4. TERMS AND TERMINATION

4.1. Term. The Term of this Agreement shall commence on the Effective Date, and shall terminate on the termination date of the relevant Underlying Agreement or on the date Covered Entity terminates this Agreement for cause as authorized in paragraph 4.2 of this Section, whichever is sooner.

4.2. Termination for Cause. Business Associate authorizes termination of this Agreement by Covered Entity, if Covered Entity determines Business Associate has violated a material term of the Agreement and Business Associate has not cured the breach or ended the violation within the time specified by Covered Entity.

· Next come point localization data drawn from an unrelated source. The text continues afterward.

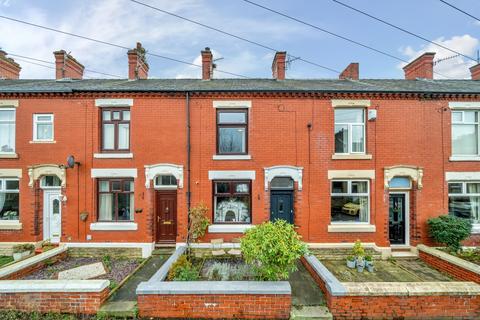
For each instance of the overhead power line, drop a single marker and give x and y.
(232, 35)
(50, 62)
(113, 44)
(460, 10)
(332, 33)
(402, 29)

4.3. Obligations of Business Associate upon Termination. Business Associate agrees to return or destroy all PHI pursuant to 45 C.F.R. § 164.504(e) (2) (ii)(J), if it is feasible to do so. If it is not feasible for the Business Associate to return or destroy said PHI, the Business Associate will notify Covered Entity in writing. Said notification shall include: (i) a statement that the Business Associate has determined that it is not feasible to return or destroy the PHI in its possession, and (ii) the specific reasons for such determination. Business Associate agrees to extend all protections, limitations and restrictions contained in this Agreement to the Business Associate’s use and/or disclosure of any PHI retained after the termination of this Agreement, and to limit any further uses and/or disclosures to the purposes that make the return or destruction of the PHI infeasible.

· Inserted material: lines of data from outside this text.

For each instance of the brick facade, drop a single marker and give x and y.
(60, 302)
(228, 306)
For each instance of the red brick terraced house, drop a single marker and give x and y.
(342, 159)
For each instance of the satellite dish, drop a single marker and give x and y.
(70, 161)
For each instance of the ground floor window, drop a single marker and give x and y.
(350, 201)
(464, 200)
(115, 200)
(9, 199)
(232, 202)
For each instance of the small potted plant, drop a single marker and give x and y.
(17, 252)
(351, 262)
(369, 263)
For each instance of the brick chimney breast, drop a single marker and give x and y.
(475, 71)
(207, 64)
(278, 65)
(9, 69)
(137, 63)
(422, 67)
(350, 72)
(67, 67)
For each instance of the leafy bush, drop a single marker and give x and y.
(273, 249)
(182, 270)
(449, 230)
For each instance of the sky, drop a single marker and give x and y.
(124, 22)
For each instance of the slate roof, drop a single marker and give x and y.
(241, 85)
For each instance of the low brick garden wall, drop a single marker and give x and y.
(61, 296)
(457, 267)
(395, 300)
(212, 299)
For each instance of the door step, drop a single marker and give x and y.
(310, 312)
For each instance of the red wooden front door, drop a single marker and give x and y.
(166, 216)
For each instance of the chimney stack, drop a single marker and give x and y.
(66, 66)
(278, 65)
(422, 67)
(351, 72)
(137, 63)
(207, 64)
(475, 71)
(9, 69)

4.4. Automatic Termination. This Agreement will automatically terminate without any further action of the Parties upon the termination or expiration of the Underlying Agreement.

5. INDEMNIFICATION

5.1. Mutual Indemnification. Each Party (each an “Indemnifying Party”) agrees to indemnify and defend the other Party (each an “Indemnified Party”) for any costs, fees, fines, settlements, judgments, including attorney’s fees and court costs incurred as a result of a material breach of this Agreement by the Indemnifying Party or its agents or subcontractors, or as a result of any gross negligence or willful misconduct by an Indemnifying Party or its agents or subcontractors.

6. MISCELLANEOUS

6.1. Business Associate. For purposes of this Agreement, Business Associate shall include the named Business Associate herein. However, if the Business Associate is otherwise a Covered Entity under the Privacy or Security Rule, that entity may appropriately designate a health care component of the entity, pursuant to 45 C.F.R. § 164.504(a), as the Business Associate for purposes of this Agreement.

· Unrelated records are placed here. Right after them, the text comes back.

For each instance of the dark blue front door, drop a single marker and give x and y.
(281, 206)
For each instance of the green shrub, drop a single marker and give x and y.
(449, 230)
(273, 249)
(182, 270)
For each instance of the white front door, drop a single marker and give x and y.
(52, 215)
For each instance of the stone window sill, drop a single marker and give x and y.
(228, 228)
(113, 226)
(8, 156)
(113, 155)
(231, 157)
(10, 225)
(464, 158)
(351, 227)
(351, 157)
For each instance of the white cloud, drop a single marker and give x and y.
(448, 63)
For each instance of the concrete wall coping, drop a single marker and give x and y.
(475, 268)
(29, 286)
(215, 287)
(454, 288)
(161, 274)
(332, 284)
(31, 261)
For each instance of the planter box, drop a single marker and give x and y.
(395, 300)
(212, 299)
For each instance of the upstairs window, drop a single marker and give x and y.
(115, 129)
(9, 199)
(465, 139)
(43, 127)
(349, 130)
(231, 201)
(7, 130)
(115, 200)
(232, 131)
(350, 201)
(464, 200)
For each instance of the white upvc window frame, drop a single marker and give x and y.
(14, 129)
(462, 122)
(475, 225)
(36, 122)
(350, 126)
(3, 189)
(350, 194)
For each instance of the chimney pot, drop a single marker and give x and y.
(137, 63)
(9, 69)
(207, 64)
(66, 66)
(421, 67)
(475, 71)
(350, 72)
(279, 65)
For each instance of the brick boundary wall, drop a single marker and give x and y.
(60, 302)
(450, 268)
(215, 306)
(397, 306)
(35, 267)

6.2. Survival. The respective rights and obligations of Business Associate and Covered Entity under this Agreement shall survive termination of this Agreement indefinitely.

6.3. Amendments; Waiver. This Agreement may not be modified, nor shall any provision hereof be waived or amended, except in a writing duly signed by authorized representatives of the Parties. A waiver with respect to one event shall not be construed as continuing, or as a bar to or waiver of any right or remedy as to subsequent events. The Parties agree to take such action as is necessary to amend this Agreement from time to time as is necessary for compliance with the requirements of the HIPAA Rules and any other applicable law.

6.4. Interpretation. Any ambiguity in this Agreement shall be interpreted to permit compliance with the HIPAA Rules.

6.5. No Third-Party Beneficiaries. Nothing express or implied in this Agreement is intended to confer, nor shall anything herein confer, upon any person other than the Parties and the respective successors or assigns of the Parties, any rights, remedies, obligations, or liabilities whatsoever.

6.6. Notices. Any notices to be given hereunder to a Party shall be made as described in the applicable services agreement or via U.S. Mail or express courier to such Party’s address given below.

If to Business Associate, to:

2 Step Reviews LLC

____________________

____________________

Attn: _______________

If to Covered Entity, to:

The current address associated with Client’s 2 Step account, where applicable.